Der finanzielle Start ins Leben

Bereits mit den ersten Geldgeschenken zur Geburt beginnen Babys kleine Ersparnisse aufzuhäufen. Auch die Großeltern und Eltern sparen häufig für den Nachwuchs, um zum Beispiel in dessen Ausbildung investieren zu können. Doch wie gelingt der finanzielle Start ins Leben am besten und welche Voraussetzungen können bereits in den ganz jungen Jahren dafür geschaffen werden?

 

Von Anfang an gut abgesichert

Junge Eltern sollten den Blick zunächst auf die notwendige Absicherung des Nachwuchses lenken. Hier ist es von Bedeutung, die wichtigsten Versicherungen im Blick zu behalten. Dazu zählt einerseits die Krankenversicherung, welche bereits für Kinder auf günstiger privater Basis abgeschlossen werden kann. Die Wahl einer privaten Krankenversicherung für Kinder wird auf dieser Seite durch den übersichtlichen Vergleich diverser Angebote besonders erleichtert. Darüber hinaus lassen sich weitere Policen finden, die bereits in den Kinderjahren eine Rolle spielen. Dazu zählt zum Beispiel die Unfallversicherung, welche vor den Schäden eines unglücklichen Sturzes schützt. Darüber hinaus ist es möglich, die Dienste der Haftpflicht in Anspruch zu nehmen, die zu den absoluten Grundlagen zählt.

 

Ein heranwachsendes Konto

In Deutschland ist es noch immer üblich, nach der Geburt ein Sparkonto für den Nachwuchs anzulegen. Ohne das Wissen der Kinder werden dort immer wieder kleine und mittlere Beträge eingezahlt. Ziel ist es, ein finanzielles Polster zu schaffen, welches zum Beispiel beim Eintritt in das Erwachsenenalter übergeben werden kann. So lässt sich die Phase von Ausbildung und Studium finanziell besser überbrücken. Heute mangelt es nicht an Möglichkeiten, um für sich ein flexibles und angenehmes Modell der Einzahlungen zu finden. Möglich ist zum Beispiel die Einrichtung eines Sparplans, bei dem Monat für Monat ein kleiner Teil des Einkommens auf das Konto übertragen wird. In anderen Haushalten bietet es sich eher an, im größeren Abständen einen umfassenden Betrag auf das Konto zu überschreiben.

 

Die Chance der Börse

Während dieses Modell des Sparkontos in den vergangenen Jahrzehnten noch ansehnliche Zinsen mit sich brachte, ist dies aktuell kaum mehr möglich.
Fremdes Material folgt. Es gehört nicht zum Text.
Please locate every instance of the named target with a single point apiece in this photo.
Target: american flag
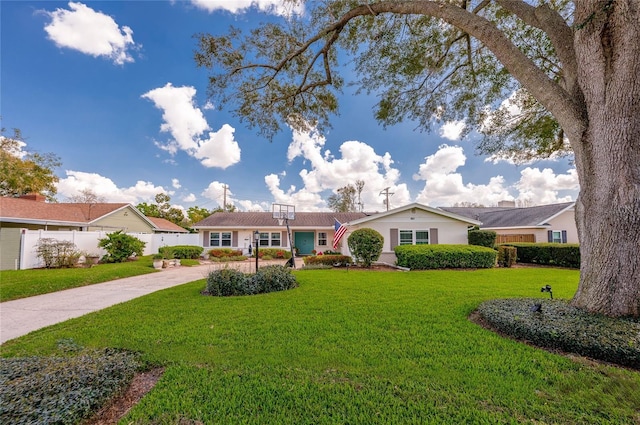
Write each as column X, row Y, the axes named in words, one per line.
column 340, row 231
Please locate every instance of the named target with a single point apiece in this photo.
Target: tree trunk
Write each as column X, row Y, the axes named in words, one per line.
column 608, row 156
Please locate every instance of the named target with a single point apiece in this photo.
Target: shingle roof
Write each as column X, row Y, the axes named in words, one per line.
column 511, row 217
column 265, row 219
column 15, row 209
column 165, row 225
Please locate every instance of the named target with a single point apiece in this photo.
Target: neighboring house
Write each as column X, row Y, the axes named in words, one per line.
column 543, row 223
column 412, row 224
column 162, row 225
column 23, row 221
column 33, row 213
column 309, row 230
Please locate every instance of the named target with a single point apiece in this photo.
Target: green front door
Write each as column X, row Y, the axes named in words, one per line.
column 304, row 241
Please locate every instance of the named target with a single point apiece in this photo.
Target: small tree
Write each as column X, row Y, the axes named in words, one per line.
column 120, row 246
column 365, row 246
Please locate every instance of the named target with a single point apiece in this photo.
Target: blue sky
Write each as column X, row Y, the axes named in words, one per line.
column 111, row 87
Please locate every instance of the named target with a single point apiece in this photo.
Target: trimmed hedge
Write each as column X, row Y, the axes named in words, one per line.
column 230, row 282
column 328, row 260
column 507, row 255
column 62, row 390
column 482, row 238
column 552, row 254
column 183, row 252
column 557, row 325
column 423, row 257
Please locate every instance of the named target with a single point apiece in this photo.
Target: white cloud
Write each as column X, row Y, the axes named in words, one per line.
column 444, row 186
column 104, row 187
column 275, row 7
column 452, row 130
column 325, row 172
column 542, row 186
column 93, row 33
column 189, row 198
column 186, row 123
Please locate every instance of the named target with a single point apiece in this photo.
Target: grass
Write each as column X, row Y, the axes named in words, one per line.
column 16, row 284
column 353, row 346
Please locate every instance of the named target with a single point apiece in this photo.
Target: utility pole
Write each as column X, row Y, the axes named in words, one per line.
column 224, row 203
column 387, row 194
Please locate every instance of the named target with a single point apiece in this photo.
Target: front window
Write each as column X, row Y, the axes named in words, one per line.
column 220, row 239
column 414, row 237
column 406, row 237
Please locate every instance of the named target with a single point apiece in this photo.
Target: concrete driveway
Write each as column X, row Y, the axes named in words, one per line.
column 19, row 317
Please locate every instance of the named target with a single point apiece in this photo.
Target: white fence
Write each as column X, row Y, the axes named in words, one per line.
column 88, row 242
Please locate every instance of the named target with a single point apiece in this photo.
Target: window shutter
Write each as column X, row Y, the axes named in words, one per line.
column 433, row 236
column 393, row 238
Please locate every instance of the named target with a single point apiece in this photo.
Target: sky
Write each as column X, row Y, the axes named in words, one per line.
column 112, row 88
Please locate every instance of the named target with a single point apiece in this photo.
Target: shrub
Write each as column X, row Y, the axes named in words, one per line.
column 554, row 254
column 183, row 252
column 558, row 325
column 229, row 282
column 338, row 260
column 482, row 238
column 120, row 247
column 62, row 390
column 271, row 253
column 507, row 255
column 56, row 254
column 422, row 257
column 365, row 245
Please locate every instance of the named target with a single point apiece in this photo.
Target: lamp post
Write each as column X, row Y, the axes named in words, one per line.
column 256, row 234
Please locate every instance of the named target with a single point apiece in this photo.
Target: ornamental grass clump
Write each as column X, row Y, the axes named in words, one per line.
column 230, row 282
column 62, row 390
column 557, row 325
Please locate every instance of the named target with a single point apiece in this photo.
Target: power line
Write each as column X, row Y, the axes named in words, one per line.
column 386, row 192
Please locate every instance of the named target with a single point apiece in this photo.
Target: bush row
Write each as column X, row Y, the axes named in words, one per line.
column 422, row 257
column 183, row 252
column 554, row 254
column 557, row 325
column 328, row 260
column 62, row 390
column 271, row 253
column 230, row 282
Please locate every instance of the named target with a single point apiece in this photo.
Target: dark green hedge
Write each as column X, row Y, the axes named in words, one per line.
column 328, row 260
column 507, row 255
column 482, row 238
column 557, row 325
column 231, row 282
column 62, row 390
column 423, row 257
column 553, row 254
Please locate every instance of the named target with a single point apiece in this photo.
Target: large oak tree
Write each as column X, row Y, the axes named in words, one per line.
column 571, row 72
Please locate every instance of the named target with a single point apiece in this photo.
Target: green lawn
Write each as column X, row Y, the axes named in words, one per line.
column 355, row 347
column 16, row 284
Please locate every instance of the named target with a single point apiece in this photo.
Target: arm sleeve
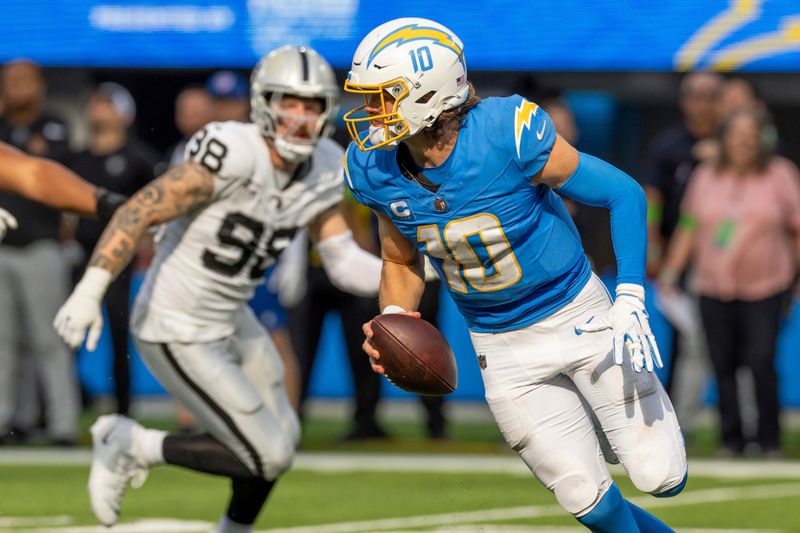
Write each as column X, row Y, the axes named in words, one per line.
column 350, row 170
column 224, row 150
column 533, row 134
column 350, row 267
column 600, row 184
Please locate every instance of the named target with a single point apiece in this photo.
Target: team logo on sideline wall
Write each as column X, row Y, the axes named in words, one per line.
column 401, row 210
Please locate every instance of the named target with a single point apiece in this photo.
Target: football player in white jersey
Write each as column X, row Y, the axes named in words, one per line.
column 231, row 208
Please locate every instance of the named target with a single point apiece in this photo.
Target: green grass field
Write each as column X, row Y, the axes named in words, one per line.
column 468, row 485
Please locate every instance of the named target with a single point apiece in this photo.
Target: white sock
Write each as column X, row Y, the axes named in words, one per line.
column 226, row 525
column 148, row 445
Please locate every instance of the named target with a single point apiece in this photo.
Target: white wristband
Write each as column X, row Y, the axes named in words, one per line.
column 94, row 283
column 631, row 289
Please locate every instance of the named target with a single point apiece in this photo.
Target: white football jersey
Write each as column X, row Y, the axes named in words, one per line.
column 209, row 261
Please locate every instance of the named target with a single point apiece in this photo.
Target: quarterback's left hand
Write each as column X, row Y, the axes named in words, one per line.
column 7, row 220
column 629, row 321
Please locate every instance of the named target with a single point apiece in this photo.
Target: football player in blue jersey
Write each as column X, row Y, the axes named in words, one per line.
column 476, row 185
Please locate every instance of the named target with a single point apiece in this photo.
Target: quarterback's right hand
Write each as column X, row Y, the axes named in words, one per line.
column 82, row 312
column 373, row 354
column 7, row 220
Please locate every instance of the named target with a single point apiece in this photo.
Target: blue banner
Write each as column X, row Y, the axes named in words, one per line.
column 752, row 35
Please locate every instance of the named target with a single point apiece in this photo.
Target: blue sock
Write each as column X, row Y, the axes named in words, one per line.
column 612, row 514
column 648, row 523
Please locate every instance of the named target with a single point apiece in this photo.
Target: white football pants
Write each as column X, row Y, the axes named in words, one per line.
column 541, row 382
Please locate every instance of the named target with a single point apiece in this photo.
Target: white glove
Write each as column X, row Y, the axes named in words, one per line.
column 629, row 321
column 82, row 311
column 7, row 220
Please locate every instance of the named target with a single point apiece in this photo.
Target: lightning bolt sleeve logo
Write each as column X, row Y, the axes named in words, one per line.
column 522, row 119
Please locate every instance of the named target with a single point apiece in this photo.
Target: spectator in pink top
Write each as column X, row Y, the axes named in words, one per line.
column 740, row 223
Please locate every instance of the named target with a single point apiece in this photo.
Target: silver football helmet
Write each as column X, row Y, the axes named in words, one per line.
column 296, row 71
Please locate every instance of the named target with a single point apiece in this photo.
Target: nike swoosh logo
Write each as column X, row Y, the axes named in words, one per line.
column 540, row 133
column 579, row 331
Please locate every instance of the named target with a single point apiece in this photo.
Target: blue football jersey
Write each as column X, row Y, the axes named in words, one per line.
column 507, row 249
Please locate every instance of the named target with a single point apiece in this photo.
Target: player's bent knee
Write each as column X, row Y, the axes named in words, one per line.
column 650, row 472
column 277, row 457
column 576, row 493
column 572, row 484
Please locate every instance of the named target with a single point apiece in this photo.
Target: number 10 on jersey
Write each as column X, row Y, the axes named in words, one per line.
column 461, row 261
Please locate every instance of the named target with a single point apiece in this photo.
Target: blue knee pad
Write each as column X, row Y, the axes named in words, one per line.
column 674, row 491
column 610, row 515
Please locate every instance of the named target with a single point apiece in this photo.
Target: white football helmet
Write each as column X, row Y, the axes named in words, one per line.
column 420, row 64
column 295, row 71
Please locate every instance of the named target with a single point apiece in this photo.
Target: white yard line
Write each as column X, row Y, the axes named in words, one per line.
column 426, row 463
column 537, row 511
column 457, row 522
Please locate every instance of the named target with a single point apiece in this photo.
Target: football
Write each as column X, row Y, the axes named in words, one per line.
column 414, row 355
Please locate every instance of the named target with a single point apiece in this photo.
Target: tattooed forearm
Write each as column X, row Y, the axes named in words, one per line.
column 177, row 192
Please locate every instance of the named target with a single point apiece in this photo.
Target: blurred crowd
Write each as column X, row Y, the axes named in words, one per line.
column 724, row 245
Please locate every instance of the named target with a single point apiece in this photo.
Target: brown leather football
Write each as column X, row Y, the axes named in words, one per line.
column 414, row 355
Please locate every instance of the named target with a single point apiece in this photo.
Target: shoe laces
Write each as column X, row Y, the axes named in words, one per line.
column 130, row 471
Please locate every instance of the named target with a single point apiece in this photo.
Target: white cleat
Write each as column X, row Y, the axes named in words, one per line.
column 113, row 466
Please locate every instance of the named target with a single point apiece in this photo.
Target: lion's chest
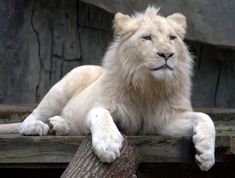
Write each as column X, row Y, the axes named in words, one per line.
column 147, row 118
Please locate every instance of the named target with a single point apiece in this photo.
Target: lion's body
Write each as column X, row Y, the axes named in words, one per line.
column 144, row 87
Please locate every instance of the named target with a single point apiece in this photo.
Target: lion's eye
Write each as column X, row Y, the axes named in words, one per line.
column 147, row 37
column 172, row 37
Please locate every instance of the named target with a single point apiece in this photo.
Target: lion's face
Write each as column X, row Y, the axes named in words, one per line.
column 153, row 42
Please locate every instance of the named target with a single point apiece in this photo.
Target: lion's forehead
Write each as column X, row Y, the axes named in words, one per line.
column 155, row 25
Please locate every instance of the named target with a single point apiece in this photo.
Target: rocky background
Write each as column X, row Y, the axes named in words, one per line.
column 41, row 40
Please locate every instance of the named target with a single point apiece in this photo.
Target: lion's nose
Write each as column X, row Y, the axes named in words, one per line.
column 165, row 55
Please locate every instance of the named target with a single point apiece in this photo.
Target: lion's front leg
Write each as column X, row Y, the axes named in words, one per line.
column 106, row 138
column 201, row 127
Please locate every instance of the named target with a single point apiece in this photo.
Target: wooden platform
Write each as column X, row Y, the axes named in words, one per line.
column 158, row 153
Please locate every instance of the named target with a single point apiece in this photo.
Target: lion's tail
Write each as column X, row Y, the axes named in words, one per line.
column 9, row 128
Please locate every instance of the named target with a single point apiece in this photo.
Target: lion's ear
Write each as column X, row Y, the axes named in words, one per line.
column 178, row 21
column 123, row 24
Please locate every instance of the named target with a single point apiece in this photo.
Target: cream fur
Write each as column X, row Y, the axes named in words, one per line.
column 130, row 90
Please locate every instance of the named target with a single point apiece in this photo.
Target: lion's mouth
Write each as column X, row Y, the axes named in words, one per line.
column 165, row 66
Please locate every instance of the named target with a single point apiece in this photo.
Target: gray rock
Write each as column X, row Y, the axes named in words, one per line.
column 209, row 21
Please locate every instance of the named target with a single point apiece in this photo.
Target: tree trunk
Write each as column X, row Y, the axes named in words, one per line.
column 86, row 164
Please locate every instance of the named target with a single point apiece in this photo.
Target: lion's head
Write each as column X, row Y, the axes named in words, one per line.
column 148, row 44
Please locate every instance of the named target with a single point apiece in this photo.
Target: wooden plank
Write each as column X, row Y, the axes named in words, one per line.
column 20, row 111
column 60, row 149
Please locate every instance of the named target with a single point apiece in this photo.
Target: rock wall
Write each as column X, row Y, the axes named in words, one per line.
column 42, row 40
Doch Eltern können sich zum Beispiel dazu entscheiden, einen Teil dieses Geldes in Aktien zu investieren, die eine höhere Rendite an den Tag legen. Besonders durch den langen Horizont der Anlage, der etwa 20 Jahre beträgt, sind in diesem Fall hohe Erträge möglich. Da die Papiere dabei einfach gehalten werden, sind kurzfristige Einbrüche in der Zwischenzeit keine große Gefahr, sofern stabile Unternehmen ausgesucht wurden. An und für sich erzielte der Aktienmarkt in den vergangenen Jahren eine durchschnittliche Rendite von rund sieben Prozent pro Jahr. Dies würde ausreichen, um das angelegte Geld in 20 Jahren zwei Mal zu verdoppeln. Unter Umständen liegt darin die Möglichkeit, die wirtschaftliche Basis weiter zu verbessern und dem Nachwuchs eines Tages eine ansehnliche Summe zu überschreiben, mit der viele Dinge möglich gemacht werden können.

 

Der frühe Beginn

Entscheidend für den Erfolg solcher Modelle ist nicht nur das Einkommen, von dem die Sparmöglichkeiten der Eltern abhängen. Auf der anderen Seite spielt der Zeitraum der Anlage demnach eine wichtige Rolle. So ist es zu empfehlen, sich sehr früh für die ersten Anlagen zu entscheiden, um alle Weichen in die richtige Richtung zu stellen. So ist für einen ausbalancierten Start ins Leben gesorgt.